We all know that technology can be difficult for aging people, so they may need you to help them get over the technology barrier. Go over what safety features are on their vehicle and how to use them, even if you need to write them a cheat sheet. Remember, seniors are much more likely to use safety features than younger drivers, so we want to give them every opportunity.

Advanced driver courses such as defensive driving and car control clinics aren’t just helpful for new drivers. These courses can help older people freshen their skills and increase their awareness of dangers they may be taking for granted.

Keep an eye out for physical and cognitive problems

If a senior driver still has good cognitive function and is physically able to do safety checks, such as turning their head to look before changing lanes, they are probably fine to drive. It’s important, however, to be aware of the line. If an older person is regularly forgetting food on the stove or taps running, it’s likely they no longer have the cognitive awareness to drive safely.

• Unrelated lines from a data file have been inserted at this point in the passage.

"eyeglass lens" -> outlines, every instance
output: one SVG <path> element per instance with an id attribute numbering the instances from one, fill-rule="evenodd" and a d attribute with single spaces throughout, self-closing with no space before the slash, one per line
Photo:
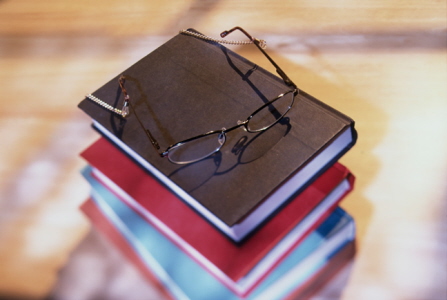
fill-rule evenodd
<path id="1" fill-rule="evenodd" d="M 224 143 L 225 133 L 215 132 L 172 147 L 168 158 L 176 164 L 193 163 L 219 151 Z"/>

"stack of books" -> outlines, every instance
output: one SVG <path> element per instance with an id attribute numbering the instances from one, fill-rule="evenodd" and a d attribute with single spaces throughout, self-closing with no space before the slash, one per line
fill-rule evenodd
<path id="1" fill-rule="evenodd" d="M 278 116 L 268 101 L 285 96 Z M 262 106 L 278 122 L 250 132 Z M 338 206 L 354 122 L 219 43 L 180 33 L 79 107 L 101 134 L 81 154 L 82 210 L 167 298 L 307 297 L 354 255 Z M 208 137 L 218 148 L 194 162 L 154 149 Z"/>

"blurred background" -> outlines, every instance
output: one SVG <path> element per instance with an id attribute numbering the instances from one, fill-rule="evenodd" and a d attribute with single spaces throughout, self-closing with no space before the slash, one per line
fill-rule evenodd
<path id="1" fill-rule="evenodd" d="M 160 299 L 78 209 L 89 195 L 78 154 L 98 135 L 77 104 L 180 29 L 235 25 L 356 121 L 342 163 L 357 182 L 342 206 L 357 255 L 346 284 L 319 299 L 447 299 L 445 0 L 0 0 L 0 298 L 46 299 L 62 285 L 90 289 L 76 299 L 132 299 L 120 294 L 132 286 Z M 97 254 L 76 258 L 80 248 Z M 92 279 L 107 265 L 120 280 Z"/>

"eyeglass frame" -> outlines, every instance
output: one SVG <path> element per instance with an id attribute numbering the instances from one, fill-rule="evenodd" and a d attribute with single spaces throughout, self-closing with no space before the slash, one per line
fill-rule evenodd
<path id="1" fill-rule="evenodd" d="M 220 36 L 221 36 L 222 38 L 224 38 L 224 37 L 226 37 L 227 35 L 229 35 L 230 33 L 232 33 L 232 32 L 235 31 L 235 30 L 239 30 L 239 31 L 241 31 L 243 34 L 245 34 L 245 35 L 250 39 L 250 41 L 251 41 L 253 44 L 255 44 L 255 46 L 262 52 L 262 54 L 264 54 L 264 56 L 265 56 L 265 57 L 270 61 L 270 63 L 276 68 L 276 72 L 277 72 L 278 75 L 284 80 L 284 83 L 285 83 L 286 85 L 288 85 L 289 87 L 291 87 L 292 89 L 289 90 L 289 91 L 287 91 L 287 92 L 285 92 L 285 93 L 282 93 L 282 94 L 278 95 L 275 99 L 270 100 L 270 101 L 264 103 L 262 106 L 260 106 L 258 109 L 256 109 L 250 116 L 248 116 L 248 118 L 247 118 L 245 121 L 237 121 L 237 125 L 235 125 L 235 126 L 233 126 L 233 127 L 231 127 L 231 128 L 228 128 L 228 129 L 226 129 L 226 128 L 222 128 L 222 129 L 220 129 L 220 130 L 208 131 L 208 132 L 206 132 L 206 133 L 203 133 L 203 134 L 200 134 L 200 135 L 197 135 L 197 136 L 188 138 L 188 139 L 186 139 L 186 140 L 182 140 L 182 141 L 180 141 L 180 142 L 177 142 L 177 143 L 174 143 L 174 144 L 170 145 L 169 147 L 166 148 L 165 151 L 162 151 L 162 152 L 159 151 L 159 150 L 160 150 L 160 145 L 158 144 L 157 140 L 154 138 L 154 136 L 152 135 L 152 133 L 150 132 L 150 130 L 149 130 L 149 129 L 145 129 L 146 134 L 147 134 L 147 136 L 149 137 L 149 140 L 150 140 L 152 146 L 153 146 L 154 149 L 158 152 L 158 154 L 160 155 L 160 157 L 162 157 L 162 158 L 163 158 L 163 157 L 167 157 L 168 160 L 169 160 L 170 162 L 172 162 L 172 163 L 174 163 L 174 164 L 179 164 L 179 165 L 185 165 L 185 164 L 190 164 L 190 163 L 194 163 L 194 162 L 197 162 L 197 161 L 201 161 L 201 160 L 203 160 L 203 159 L 205 159 L 205 158 L 207 158 L 207 157 L 210 157 L 210 156 L 213 155 L 214 153 L 217 153 L 218 151 L 220 151 L 220 149 L 221 149 L 221 148 L 223 147 L 223 145 L 225 144 L 225 141 L 226 141 L 226 133 L 228 133 L 228 132 L 230 132 L 230 131 L 233 131 L 233 130 L 235 130 L 235 129 L 241 127 L 241 126 L 244 126 L 244 130 L 247 131 L 247 132 L 250 132 L 250 133 L 256 133 L 256 132 L 265 131 L 265 130 L 271 128 L 272 126 L 274 126 L 275 124 L 277 124 L 282 118 L 284 118 L 284 116 L 285 116 L 285 115 L 289 112 L 289 110 L 292 108 L 292 106 L 293 106 L 293 104 L 294 104 L 294 102 L 295 102 L 295 96 L 299 93 L 299 89 L 298 89 L 297 85 L 296 85 L 296 84 L 295 84 L 295 83 L 294 83 L 294 82 L 293 82 L 293 81 L 292 81 L 292 80 L 291 80 L 291 79 L 284 73 L 284 71 L 278 66 L 278 64 L 277 64 L 277 63 L 276 63 L 276 62 L 275 62 L 275 61 L 274 61 L 274 60 L 273 60 L 273 59 L 272 59 L 272 58 L 265 52 L 265 50 L 263 49 L 263 47 L 264 47 L 264 45 L 265 45 L 265 42 L 264 42 L 264 41 L 259 40 L 259 39 L 257 39 L 257 38 L 254 38 L 253 36 L 251 36 L 249 33 L 247 33 L 244 29 L 242 29 L 242 28 L 239 27 L 239 26 L 236 26 L 236 27 L 234 27 L 234 28 L 232 28 L 232 29 L 230 29 L 230 30 L 225 30 L 225 31 L 223 31 L 223 32 L 220 34 Z M 122 91 L 122 93 L 123 93 L 123 95 L 124 95 L 125 104 L 126 104 L 126 106 L 128 106 L 129 101 L 130 101 L 130 97 L 129 97 L 129 95 L 127 94 L 127 90 L 126 90 L 126 88 L 124 87 L 125 80 L 126 80 L 125 75 L 121 75 L 120 78 L 119 78 L 119 85 L 120 85 L 121 91 Z M 286 96 L 286 95 L 289 94 L 289 93 L 293 93 L 292 102 L 291 102 L 291 104 L 289 105 L 289 107 L 287 108 L 287 110 L 281 115 L 281 117 L 279 117 L 279 118 L 278 118 L 275 122 L 273 122 L 272 124 L 270 124 L 270 125 L 268 125 L 268 126 L 265 126 L 265 127 L 261 128 L 261 129 L 258 129 L 258 130 L 251 130 L 251 129 L 249 128 L 248 123 L 250 122 L 250 120 L 253 118 L 254 115 L 256 115 L 259 111 L 261 111 L 261 110 L 264 109 L 265 107 L 271 105 L 273 102 L 277 101 L 277 100 L 280 99 L 281 97 Z M 212 135 L 212 134 L 217 134 L 217 133 L 219 133 L 219 137 L 218 137 L 218 138 L 219 138 L 220 146 L 217 147 L 213 152 L 208 153 L 208 155 L 203 156 L 203 157 L 200 157 L 200 158 L 195 159 L 195 160 L 185 161 L 185 162 L 173 161 L 173 160 L 171 160 L 171 159 L 169 158 L 169 152 L 170 152 L 171 150 L 173 150 L 173 149 L 175 149 L 175 148 L 177 148 L 177 147 L 180 147 L 180 146 L 182 146 L 182 145 L 184 145 L 184 144 L 186 144 L 186 143 L 188 143 L 188 142 L 191 142 L 191 141 L 194 141 L 194 140 L 197 140 L 197 139 L 200 139 L 200 138 L 203 138 L 203 137 Z M 223 137 L 223 141 L 220 142 L 220 139 L 221 139 L 222 137 Z"/>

If they do not have the flexibility to turn their head to look for traffic or danger, they are no longer safe driving a motor vehicle without adaptive assistance such as we see in newer car models.

Similarly, if they move very slowly, they will not have the reflexes necessary to make sudden stops or avoid obstacles. Any one of these conditions is enough reason to have their driving ability tested.

Things to look out for in the older driver that may signal the need for driving cessation include:

  • Slow reflexes and response times
  • Inability to turn their head enough to check their blind spots
  • Repeatedly running stop signs
  • Other drivers honking at them on a regular basis
  • Reluctance or hesitation to drive
  • Signs of cognitive dysfunction such as getting lost, leaving the taps on, forgetting things on the stove, or calling for help in minor situations
  • Repeated damage to the vehicle

Having a conversation about driving concerns with the older person in your life can be stressful for all involved. It’s important to be compassionate in these discussions because what’s at stake for the older person is more than just driving. It’s about losing their independence and possibly even limiting their social life as well. Both of these things have a significant impact on a person’s quality of life. The loss can be life-changing and may make the person prone to depression.

Local hospitals or driving schools may offer driving assessments for seniors to ensure they are still safe on the road. Their physician may even be able to make the assessment without a driving test, depending on the status of the older person’s health and awareness.

Old Drivers VS Young Drivers: Who Wins?

Like we said before: looking at the research, we see that older people aren’t more likely to cause crashes than teens, although they are almost as likely to die from crashes.

However, there are good and bad drivers in every age group and all can benefit from more education. Whether the drivers we love are young or old, it’s important to look honestly at their risk factors and what we can do to make them better drivers and safer on the road. Working together to increase the safety of both old and young drivers increases the safety of every other person who shares the roadway.